If, 10 years ago, you had told me I would feel sad at the departure of a chicken, I wouldn’t have even thought it particularly funny. I might have thought you needed help. But here I am, mourning the removal of Mike as though my child had left home. Which, in a way, she has. (Mike is a girl, as you may know, but chicken naming is an imprecise art and no domesticated fowl should remain nameless until you can tell if they’re male or female. This would be like waiting to decide names for your children when they reach 16).
Two days ago, Mike moved out. Yes, she packed her water bowl, her bag of corn, tin whistle, train set, comfort blanket – well, maybe just the water bowl – and moved outside.

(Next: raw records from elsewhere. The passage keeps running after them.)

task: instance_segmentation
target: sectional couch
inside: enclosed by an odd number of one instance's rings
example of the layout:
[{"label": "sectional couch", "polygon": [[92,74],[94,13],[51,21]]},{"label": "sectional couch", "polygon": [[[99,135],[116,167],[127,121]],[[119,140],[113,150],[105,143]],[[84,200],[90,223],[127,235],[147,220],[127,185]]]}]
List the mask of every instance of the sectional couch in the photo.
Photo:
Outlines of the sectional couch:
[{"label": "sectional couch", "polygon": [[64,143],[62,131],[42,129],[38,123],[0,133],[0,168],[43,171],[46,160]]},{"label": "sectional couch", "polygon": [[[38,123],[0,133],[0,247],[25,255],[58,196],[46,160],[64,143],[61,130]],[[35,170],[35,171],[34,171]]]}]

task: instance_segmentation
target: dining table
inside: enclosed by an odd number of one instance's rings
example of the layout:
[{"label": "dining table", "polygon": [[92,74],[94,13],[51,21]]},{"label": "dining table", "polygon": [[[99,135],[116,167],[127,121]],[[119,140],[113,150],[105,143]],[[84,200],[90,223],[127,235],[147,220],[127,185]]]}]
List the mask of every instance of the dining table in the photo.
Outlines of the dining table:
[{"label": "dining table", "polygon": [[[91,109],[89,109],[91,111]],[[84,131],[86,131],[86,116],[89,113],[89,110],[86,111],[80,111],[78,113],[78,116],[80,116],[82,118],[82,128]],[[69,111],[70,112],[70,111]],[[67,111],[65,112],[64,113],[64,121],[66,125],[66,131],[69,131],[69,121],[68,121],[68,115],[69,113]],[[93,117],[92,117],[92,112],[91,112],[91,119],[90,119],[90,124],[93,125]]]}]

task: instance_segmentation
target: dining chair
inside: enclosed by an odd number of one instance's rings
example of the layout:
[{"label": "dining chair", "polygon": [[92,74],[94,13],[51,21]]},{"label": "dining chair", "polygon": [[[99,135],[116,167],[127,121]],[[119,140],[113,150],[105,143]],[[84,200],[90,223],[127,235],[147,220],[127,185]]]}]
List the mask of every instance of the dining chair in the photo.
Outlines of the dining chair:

As an experienced chicken psychologist, I can tell you that if you were born motherless in a warm box, grew up in a cosy conservatory with lots of wood shavings, a heat lamp, and regular food, and the only other animals you had ever seen were a tortoise and a human hand, then the outside world is one hell of a shock. Think of the rush of unknown sensations: water dropping from the sky on your feathers; green stuff under your claws; the air suddenly really cold. And above all – the absence of your ‘brother’ the tortoise (if you’re a chicken who grew up with one then you firmly believe that you’re a tortoise too). Instead you find several really odd looking things with feathers, beaks and clawed feet that are far taller than your ‘brother’. And they move a lot faster. What’s worse, you don’t know anything about this until you wake up one morning stuck in a coop with these creatures because somehow, while you were soporific and sleepy the night before, someone moved you.
Given this trauma – I think you’d probably choose to stay in your hut for two days, and refuse to eat or drink. This is exactly what Mike did.
Her only comfort was that a couple of times a day, The Hand arrived and gave her a stroke. It brought chick crumb too, so she ate that. No sign of her low level brother though. Gone. For ever. You’d consider calling it a day and just lying down till it all ended wouldn’t you?
I’m glad to say Mike is made of sterner stuff. She’s emerged from the coop, and pecks about – and has slowly come to terms with the weird creatures she lives with now. The Hand is still a comfort from time to time. She’s discovered there are quite interesting things under her claws – grit, worms, grass.
I think Tonka’s quite pleased that his feathery friend has moved on. Sarah has tried to convince me that my chicken-parenting job is now done and Mike has successfully been re-chickenised after her Testudineous start to life. But I remain bereft.